Maritime provinces pair for research grid

An ethernet network launched Monday will connect research institutions in New Brunswick and PEI to each other at gigabit speeds.

The NB/PEI Research Grid, officially opened by New Brunswick Premier Bernard Lord, is an $11.4-million collaborative effort between the provinces that will take advantage

of it, as well as other public sector interests and members of the NB/PEI Educational Computer Network. The money was spent not only on establishing the network but on hardware within some of the institutions to take advantage of it.

The grid will initially connect about 10 points across the provinces, including universities, colleges and National Research Council sites. Schools, hospitals and businesses that conduct research and qualify for its use may be added to the network at a later date.

The project was originally proposed more than two years ago and has been in a test phase since last summer.
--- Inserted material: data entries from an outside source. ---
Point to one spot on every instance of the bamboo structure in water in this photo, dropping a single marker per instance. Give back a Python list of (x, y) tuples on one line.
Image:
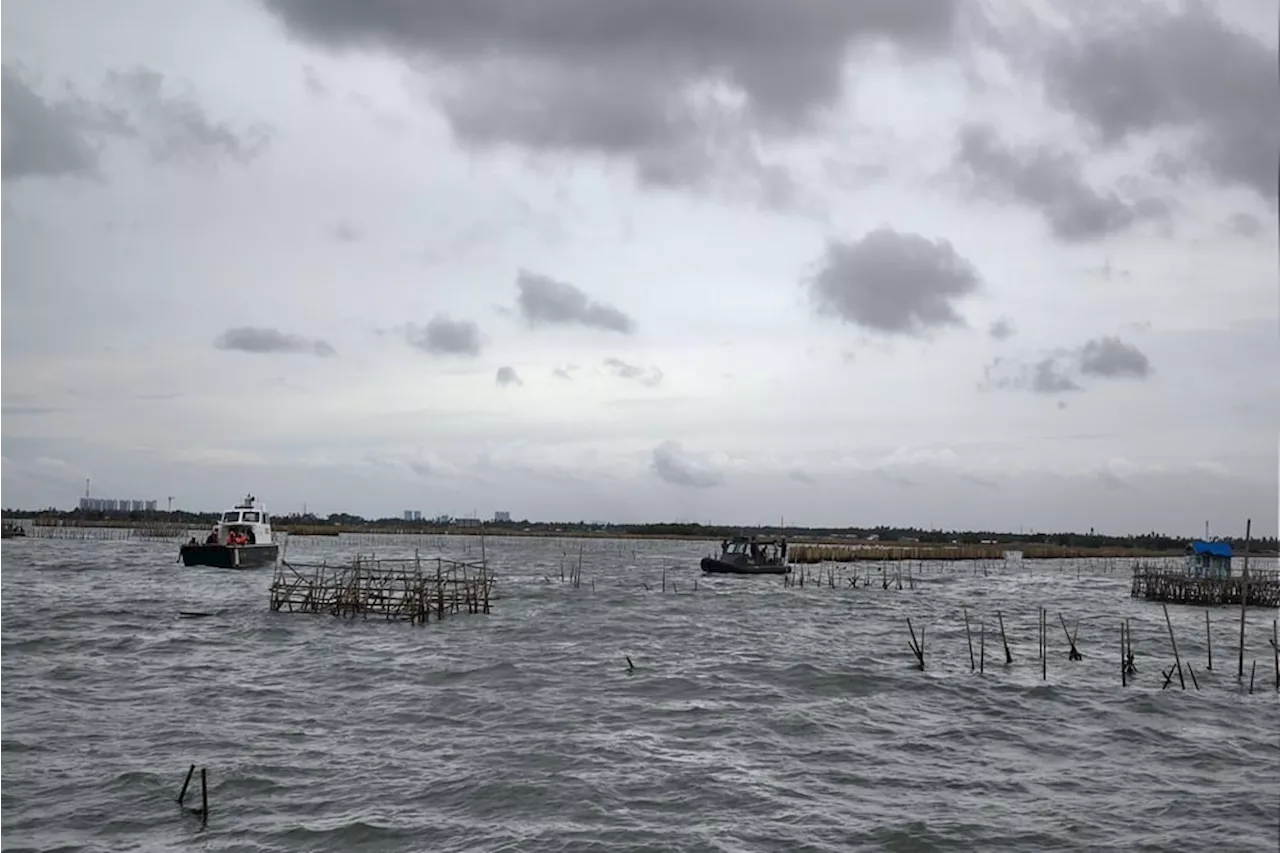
[(805, 552), (1178, 587), (411, 589), (71, 533)]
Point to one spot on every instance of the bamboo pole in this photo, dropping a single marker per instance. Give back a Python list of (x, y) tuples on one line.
[(1244, 592)]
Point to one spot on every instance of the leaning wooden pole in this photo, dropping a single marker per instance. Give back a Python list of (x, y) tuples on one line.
[(1174, 643), (1244, 594), (1208, 641)]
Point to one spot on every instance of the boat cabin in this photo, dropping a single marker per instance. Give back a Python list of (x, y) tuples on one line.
[(245, 520), (754, 551), (1210, 560)]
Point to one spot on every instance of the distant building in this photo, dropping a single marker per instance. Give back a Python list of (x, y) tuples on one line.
[(1208, 560), (115, 505)]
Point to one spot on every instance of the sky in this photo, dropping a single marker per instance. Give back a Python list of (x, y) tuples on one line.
[(923, 263)]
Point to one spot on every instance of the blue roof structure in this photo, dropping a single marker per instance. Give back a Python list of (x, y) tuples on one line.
[(1212, 548)]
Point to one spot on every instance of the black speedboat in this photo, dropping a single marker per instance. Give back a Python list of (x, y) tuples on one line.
[(749, 556)]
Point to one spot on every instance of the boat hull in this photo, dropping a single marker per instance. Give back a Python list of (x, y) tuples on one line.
[(220, 556), (713, 566)]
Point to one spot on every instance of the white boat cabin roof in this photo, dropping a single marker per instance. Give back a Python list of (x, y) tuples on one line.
[(246, 512)]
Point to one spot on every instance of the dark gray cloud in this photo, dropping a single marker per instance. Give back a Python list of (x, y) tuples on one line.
[(1246, 226), (545, 301), (44, 137), (1047, 375), (314, 83), (672, 465), (800, 475), (1001, 329), (261, 341), (649, 378), (551, 81), (1112, 357), (1052, 183), (444, 336), (174, 123), (1061, 370), (41, 137), (894, 283), (1182, 71)]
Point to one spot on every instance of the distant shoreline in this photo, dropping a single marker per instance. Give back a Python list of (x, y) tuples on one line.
[(835, 546)]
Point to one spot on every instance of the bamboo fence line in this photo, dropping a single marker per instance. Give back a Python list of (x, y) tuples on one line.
[(805, 552), (412, 589), (976, 632), (155, 533), (1261, 588)]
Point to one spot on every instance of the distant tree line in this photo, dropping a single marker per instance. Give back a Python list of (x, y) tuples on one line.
[(344, 520)]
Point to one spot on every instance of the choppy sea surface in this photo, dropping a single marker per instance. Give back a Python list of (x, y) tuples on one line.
[(757, 717)]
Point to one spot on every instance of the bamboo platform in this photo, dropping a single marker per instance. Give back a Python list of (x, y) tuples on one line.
[(1176, 587), (408, 589), (804, 553)]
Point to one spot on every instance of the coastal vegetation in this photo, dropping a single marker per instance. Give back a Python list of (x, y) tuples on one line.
[(808, 543)]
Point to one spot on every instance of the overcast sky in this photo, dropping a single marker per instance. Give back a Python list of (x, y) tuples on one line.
[(901, 261)]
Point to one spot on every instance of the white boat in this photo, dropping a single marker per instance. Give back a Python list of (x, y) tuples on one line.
[(241, 539)]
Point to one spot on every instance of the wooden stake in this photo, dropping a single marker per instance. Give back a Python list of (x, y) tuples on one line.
[(1009, 658), (917, 646), (1244, 592), (1275, 648), (182, 794), (968, 635), (1043, 644), (1124, 674), (1174, 643), (982, 646), (1208, 641), (1074, 655)]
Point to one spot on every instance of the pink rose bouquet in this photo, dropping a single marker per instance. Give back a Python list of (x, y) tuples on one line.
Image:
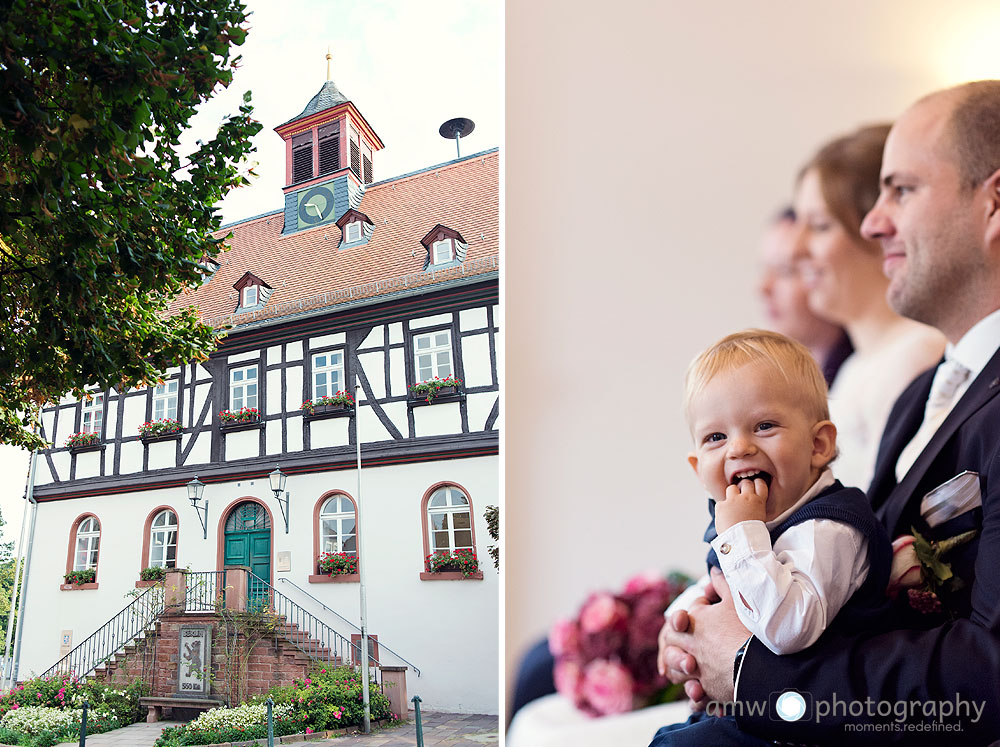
[(606, 657)]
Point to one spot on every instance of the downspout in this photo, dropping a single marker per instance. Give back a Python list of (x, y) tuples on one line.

The PEI leg of the network has been operational for some time, but was only recently connected to New Brunswick.

“”It took a lot time to put together the business model for all of these players and convince all of these folks that a high-end research network of this magnitude was something that the Maritimes needed to invest in,”” said Paul Hatcher, senior vice-president of sales and marketing for Group Telecom, the company that helped set up the network.

Now that the research grid is up and running, institutions like the University of New Brunswick can look forward to connectivity improvements of several orders of magnitude. The previous network that connected UNB with other universities across the province was 30 megabits “”and that’s not nearly fast enough,”” said UNB’s chief information officer Greg Sprague, who is also on the board of the NB/PEI ECN and is the regional representative for CANARIE Inc., Canada’s not-for-profit Internet agency.

The improved network is 40 times faster than its predecessor and can handle 52 million voice lines. It should help universities in the Maritimes attract new faculty, said Sprague. “”They want high speed networks so that they can work with their colleagues around the world.

“”Whether it’s a telescope in Hawaii or a genome database in Texas . . . you typically want to access to that kind of information, and you need high speed networks to download, to mine, to process, to do research on those kinds of large databases.””

The research grid runs six fibre rings and has dual paths for built-in redundancy. If one is disrupted for any reason, the second will shoulder the bandwidth load.

Now that increased bandwidth is available Sprague is expected the amount of traffic across the grid to skyrocket. The one gigabit ethernet network should suffice for several years to come, he said. Should those needs be exceeded, the grid can scale to up to 10 gigabits.

The NB/PEI ECN was formed in 1970 and initially ran a network across the provinces at 1200 baud. “”So we’re now a million times that,”” said Sprague. “”We’ve been promoting sharing between the universities, sharing of networks . . . sharing of skills and ideas, so this is just one more piece of this joint venture.””

The Internal networks within some of the institutions that are connected to the grid may also be upgraded to take advantage of the increase in bandwidth.